University of Central Lancashire
University of Lancaster
Universität Duisburg-Essen (University of Duisburg-Essen)
Universität Duisburg-Essen (University of Duisburg-Essen)
Universität Duisburg-Essen (University of Duisburg-Essen)
In this paper, we describe the approaches taken by two teams of researchers to the identification of spelling variants. Each team is working on a different language (English and German) but both are using historical texts from much the same time period (17th – 19th century).

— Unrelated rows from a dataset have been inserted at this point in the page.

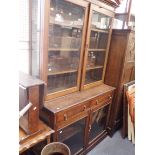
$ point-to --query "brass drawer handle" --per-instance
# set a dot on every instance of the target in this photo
(65, 117)
(84, 107)
(110, 97)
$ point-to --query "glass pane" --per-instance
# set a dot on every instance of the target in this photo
(65, 34)
(95, 59)
(98, 122)
(93, 75)
(73, 136)
(100, 21)
(97, 47)
(98, 40)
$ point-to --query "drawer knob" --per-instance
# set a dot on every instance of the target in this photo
(65, 117)
(84, 107)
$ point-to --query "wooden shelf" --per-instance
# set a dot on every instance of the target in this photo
(96, 50)
(63, 49)
(99, 30)
(62, 88)
(95, 67)
(65, 25)
(62, 71)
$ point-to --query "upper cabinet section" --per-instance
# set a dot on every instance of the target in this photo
(66, 31)
(74, 44)
(97, 45)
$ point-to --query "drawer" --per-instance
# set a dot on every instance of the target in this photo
(68, 113)
(101, 100)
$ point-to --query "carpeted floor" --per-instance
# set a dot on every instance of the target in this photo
(114, 146)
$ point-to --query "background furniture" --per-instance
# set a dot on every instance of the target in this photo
(126, 115)
(120, 70)
(30, 141)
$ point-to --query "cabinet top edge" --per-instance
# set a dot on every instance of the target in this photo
(103, 4)
(27, 80)
(122, 31)
(64, 102)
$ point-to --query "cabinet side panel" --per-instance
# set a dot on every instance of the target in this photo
(115, 59)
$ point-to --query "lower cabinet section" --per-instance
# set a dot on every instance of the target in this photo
(98, 122)
(80, 119)
(73, 135)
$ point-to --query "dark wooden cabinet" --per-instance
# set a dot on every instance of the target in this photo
(75, 40)
(120, 70)
(79, 119)
(74, 45)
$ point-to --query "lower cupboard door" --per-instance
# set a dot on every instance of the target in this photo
(73, 135)
(98, 122)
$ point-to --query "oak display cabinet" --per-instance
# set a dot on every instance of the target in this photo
(64, 31)
(74, 45)
(75, 40)
(120, 71)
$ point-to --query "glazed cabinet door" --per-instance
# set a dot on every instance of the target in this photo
(97, 46)
(98, 122)
(74, 135)
(65, 42)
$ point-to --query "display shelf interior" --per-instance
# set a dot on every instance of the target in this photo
(62, 49)
(65, 25)
(53, 90)
(93, 49)
(99, 30)
(94, 67)
(65, 71)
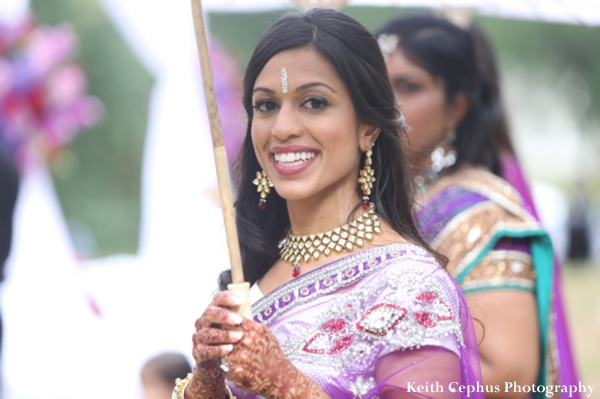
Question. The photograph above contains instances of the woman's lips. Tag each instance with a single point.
(292, 161)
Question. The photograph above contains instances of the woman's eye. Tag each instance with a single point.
(265, 105)
(404, 87)
(315, 103)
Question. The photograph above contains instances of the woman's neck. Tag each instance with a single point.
(318, 215)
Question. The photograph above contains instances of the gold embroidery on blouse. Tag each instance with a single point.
(501, 268)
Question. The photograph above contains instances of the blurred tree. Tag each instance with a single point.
(98, 177)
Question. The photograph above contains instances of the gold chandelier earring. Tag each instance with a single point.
(367, 177)
(263, 186)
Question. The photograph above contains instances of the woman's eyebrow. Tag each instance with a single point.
(263, 89)
(313, 84)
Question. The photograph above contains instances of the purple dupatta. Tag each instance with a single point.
(512, 173)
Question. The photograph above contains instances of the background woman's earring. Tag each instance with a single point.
(367, 177)
(263, 186)
(444, 155)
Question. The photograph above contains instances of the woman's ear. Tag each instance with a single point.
(367, 134)
(457, 110)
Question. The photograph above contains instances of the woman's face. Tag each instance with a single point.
(307, 140)
(422, 102)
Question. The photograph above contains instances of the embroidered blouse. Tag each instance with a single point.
(336, 323)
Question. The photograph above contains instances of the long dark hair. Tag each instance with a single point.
(450, 53)
(354, 53)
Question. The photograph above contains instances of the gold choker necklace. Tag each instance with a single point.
(298, 249)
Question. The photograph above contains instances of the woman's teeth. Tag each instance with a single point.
(293, 158)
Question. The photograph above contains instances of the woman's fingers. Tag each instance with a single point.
(202, 353)
(221, 316)
(213, 336)
(226, 299)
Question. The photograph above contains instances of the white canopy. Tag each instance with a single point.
(585, 12)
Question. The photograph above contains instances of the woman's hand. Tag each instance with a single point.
(258, 365)
(217, 331)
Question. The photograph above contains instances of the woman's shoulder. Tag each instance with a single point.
(468, 197)
(478, 181)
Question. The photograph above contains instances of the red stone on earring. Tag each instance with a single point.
(262, 204)
(366, 202)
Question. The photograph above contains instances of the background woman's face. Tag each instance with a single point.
(306, 140)
(422, 101)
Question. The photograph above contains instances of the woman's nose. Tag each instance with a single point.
(288, 123)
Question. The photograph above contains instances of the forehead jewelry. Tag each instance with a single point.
(388, 44)
(284, 81)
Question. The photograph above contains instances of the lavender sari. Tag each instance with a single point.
(567, 372)
(493, 242)
(388, 318)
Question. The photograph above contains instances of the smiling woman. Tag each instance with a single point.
(345, 305)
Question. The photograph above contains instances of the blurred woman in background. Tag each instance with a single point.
(447, 88)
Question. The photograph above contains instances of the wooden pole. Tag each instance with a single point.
(235, 259)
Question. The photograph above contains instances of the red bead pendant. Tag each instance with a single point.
(262, 204)
(296, 271)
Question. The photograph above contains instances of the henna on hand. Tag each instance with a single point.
(216, 333)
(203, 386)
(258, 365)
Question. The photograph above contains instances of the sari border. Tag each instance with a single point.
(333, 276)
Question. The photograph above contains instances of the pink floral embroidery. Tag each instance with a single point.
(428, 297)
(340, 345)
(381, 318)
(334, 325)
(425, 319)
(448, 314)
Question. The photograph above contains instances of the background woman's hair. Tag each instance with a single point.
(451, 53)
(488, 70)
(354, 53)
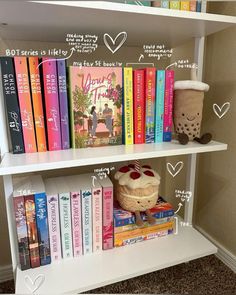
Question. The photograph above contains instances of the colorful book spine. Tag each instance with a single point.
(128, 106)
(184, 5)
(168, 105)
(97, 218)
(42, 227)
(87, 221)
(150, 87)
(63, 101)
(22, 235)
(32, 231)
(139, 106)
(26, 111)
(175, 4)
(36, 92)
(76, 224)
(12, 106)
(52, 104)
(159, 111)
(54, 226)
(65, 222)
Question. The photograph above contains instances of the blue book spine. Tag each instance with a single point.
(159, 111)
(87, 221)
(42, 228)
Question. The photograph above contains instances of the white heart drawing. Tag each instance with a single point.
(221, 111)
(34, 285)
(174, 170)
(105, 36)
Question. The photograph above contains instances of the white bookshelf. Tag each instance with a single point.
(49, 22)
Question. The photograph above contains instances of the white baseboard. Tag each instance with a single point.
(223, 254)
(6, 273)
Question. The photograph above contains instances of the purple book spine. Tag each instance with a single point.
(63, 100)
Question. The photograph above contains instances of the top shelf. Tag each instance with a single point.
(52, 20)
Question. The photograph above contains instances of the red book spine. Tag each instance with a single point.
(32, 231)
(139, 106)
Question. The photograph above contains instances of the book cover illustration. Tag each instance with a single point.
(32, 231)
(52, 104)
(22, 235)
(96, 106)
(63, 101)
(42, 227)
(37, 102)
(150, 87)
(12, 106)
(26, 111)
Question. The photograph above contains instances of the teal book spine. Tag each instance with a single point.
(159, 112)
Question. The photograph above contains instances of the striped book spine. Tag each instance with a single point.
(26, 111)
(37, 101)
(52, 104)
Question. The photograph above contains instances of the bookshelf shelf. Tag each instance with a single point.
(42, 22)
(99, 269)
(24, 163)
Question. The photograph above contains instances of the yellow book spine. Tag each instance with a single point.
(128, 105)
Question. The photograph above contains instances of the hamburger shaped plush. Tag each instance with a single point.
(137, 190)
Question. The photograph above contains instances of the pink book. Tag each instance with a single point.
(75, 215)
(107, 188)
(53, 219)
(52, 104)
(168, 105)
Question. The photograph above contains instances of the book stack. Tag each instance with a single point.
(62, 217)
(126, 232)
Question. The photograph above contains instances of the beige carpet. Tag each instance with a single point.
(202, 276)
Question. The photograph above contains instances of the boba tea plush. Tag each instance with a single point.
(137, 190)
(188, 106)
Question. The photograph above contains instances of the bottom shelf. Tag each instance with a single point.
(100, 269)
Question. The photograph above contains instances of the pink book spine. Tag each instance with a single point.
(168, 105)
(107, 218)
(52, 104)
(97, 219)
(54, 227)
(76, 224)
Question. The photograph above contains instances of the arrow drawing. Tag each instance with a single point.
(72, 51)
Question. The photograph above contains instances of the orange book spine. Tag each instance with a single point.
(24, 96)
(37, 101)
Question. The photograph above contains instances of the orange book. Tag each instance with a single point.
(23, 89)
(36, 92)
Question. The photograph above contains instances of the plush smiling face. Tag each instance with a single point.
(188, 105)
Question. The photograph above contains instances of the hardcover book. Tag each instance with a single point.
(63, 101)
(139, 106)
(52, 104)
(12, 106)
(53, 219)
(37, 102)
(159, 111)
(23, 88)
(128, 106)
(21, 228)
(150, 88)
(168, 105)
(96, 106)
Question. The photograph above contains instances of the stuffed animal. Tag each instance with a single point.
(188, 106)
(137, 190)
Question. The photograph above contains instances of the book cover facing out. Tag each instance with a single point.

The approaches differ in a number of other respects, for example we can draw a distinction between two types of context rules: in the German system, context rules
operate at the level of individual letters and represent constraints on candidate letter replacements or n-graphs; in the English system, contextual rules operate at the level of words and provide clues to detect real-word spelling variants i.e. ‘then’ used instead of ‘than’. However,
we noticed an overlap between the types of issues that we need to address for both English and German and also a similarity between the letter replacement patterns found in the two languages.

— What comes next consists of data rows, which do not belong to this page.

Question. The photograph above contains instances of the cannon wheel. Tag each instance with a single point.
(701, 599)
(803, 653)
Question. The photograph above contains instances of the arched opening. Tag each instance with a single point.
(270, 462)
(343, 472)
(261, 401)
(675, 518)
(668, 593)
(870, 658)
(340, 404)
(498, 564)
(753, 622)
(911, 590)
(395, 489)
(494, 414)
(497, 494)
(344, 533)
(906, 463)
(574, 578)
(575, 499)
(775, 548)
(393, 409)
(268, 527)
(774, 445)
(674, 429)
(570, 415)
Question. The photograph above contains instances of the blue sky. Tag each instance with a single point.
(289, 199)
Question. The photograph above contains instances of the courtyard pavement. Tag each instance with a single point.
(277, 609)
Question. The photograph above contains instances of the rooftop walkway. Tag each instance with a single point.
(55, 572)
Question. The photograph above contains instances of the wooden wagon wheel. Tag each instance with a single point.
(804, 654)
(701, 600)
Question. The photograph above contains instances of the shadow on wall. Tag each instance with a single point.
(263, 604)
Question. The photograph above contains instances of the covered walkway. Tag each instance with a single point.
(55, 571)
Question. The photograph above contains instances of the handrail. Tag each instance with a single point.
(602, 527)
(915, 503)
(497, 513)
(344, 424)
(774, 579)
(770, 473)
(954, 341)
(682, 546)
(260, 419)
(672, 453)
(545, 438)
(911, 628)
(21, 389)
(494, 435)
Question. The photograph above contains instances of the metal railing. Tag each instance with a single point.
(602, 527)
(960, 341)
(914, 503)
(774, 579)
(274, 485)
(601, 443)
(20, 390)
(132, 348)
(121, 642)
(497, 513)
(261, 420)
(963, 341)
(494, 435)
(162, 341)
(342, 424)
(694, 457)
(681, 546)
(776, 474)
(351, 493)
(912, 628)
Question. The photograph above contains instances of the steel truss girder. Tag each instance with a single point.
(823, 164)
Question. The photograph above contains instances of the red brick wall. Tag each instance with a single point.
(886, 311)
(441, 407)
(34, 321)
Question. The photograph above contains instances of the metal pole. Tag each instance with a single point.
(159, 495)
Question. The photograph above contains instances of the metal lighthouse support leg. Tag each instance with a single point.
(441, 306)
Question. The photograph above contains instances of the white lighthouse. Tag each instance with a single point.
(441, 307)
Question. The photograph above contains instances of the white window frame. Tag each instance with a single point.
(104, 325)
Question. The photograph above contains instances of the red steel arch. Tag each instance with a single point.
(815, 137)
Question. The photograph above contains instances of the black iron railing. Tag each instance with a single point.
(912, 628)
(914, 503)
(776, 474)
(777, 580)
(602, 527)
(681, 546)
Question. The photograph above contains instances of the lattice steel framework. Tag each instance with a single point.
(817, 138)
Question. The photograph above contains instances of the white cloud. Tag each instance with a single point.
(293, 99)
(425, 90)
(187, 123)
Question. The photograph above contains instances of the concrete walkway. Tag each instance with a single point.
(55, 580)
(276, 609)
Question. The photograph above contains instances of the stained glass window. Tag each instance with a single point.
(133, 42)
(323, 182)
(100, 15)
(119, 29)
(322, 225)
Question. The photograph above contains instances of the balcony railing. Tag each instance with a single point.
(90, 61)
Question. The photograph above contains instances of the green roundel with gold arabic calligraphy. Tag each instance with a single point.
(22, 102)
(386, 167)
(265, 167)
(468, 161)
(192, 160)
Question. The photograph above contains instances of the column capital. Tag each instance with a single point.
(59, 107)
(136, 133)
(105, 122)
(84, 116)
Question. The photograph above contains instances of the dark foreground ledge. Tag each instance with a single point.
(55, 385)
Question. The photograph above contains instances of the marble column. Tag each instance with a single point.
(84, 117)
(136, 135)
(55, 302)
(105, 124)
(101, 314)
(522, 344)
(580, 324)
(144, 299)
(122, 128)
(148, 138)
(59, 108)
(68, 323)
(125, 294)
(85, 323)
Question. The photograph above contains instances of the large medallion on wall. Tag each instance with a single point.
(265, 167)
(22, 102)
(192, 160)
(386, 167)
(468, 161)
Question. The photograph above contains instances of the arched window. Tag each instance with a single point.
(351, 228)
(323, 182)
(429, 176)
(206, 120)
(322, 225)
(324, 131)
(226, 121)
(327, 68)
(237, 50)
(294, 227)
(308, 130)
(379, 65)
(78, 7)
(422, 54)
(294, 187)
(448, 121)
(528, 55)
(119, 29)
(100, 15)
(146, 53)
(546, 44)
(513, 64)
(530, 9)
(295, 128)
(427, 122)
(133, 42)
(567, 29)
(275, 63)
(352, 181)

The aims of the research described in this paper are to compare manual and automatic techniques for the
development of letter replacement heuristics in German
and English, to determine the overlap between the
heuristics and depending on the extent of the overlap, to assess whether it is possible to develop a generic spelling detection tool for Indo-European languages (of which English and German are examples).
As a starting point, we have manually-built letter
replacement rules for English and German. We will compare these as a means of highlighting the similarity
between them. We will describe machine learning
approaches developed by the German team and apply them
to manually-derived ‘historical variant’-‘modern equivalent’
pairs (derived from existing corpora of English and
German) to determine whether we can derive similar
letter replacement heuristics. Using the manually-derived
heuristics as a gold-standard we will evaluate the
automatically derived rules.
Our prediction is that if the technique works in both
languages, it would suggest that we are able to develop generic letter-replacement heuristics for the identification
of historical variants for Indo-European languages.
2. German spelling variation
The interdisciplinary project “Rule based search in text databases with non-standard orthography” which is funded by the Deutsche Forschungsgemeinschaft [German Research Foundation] developed a rule-based fuzzy search-engine for historical texts (Pilz et al. 2005). Its aim of RSNSR is to provide means to perform reliable full text-search in documents written prior to the German unification of orthography in 1901.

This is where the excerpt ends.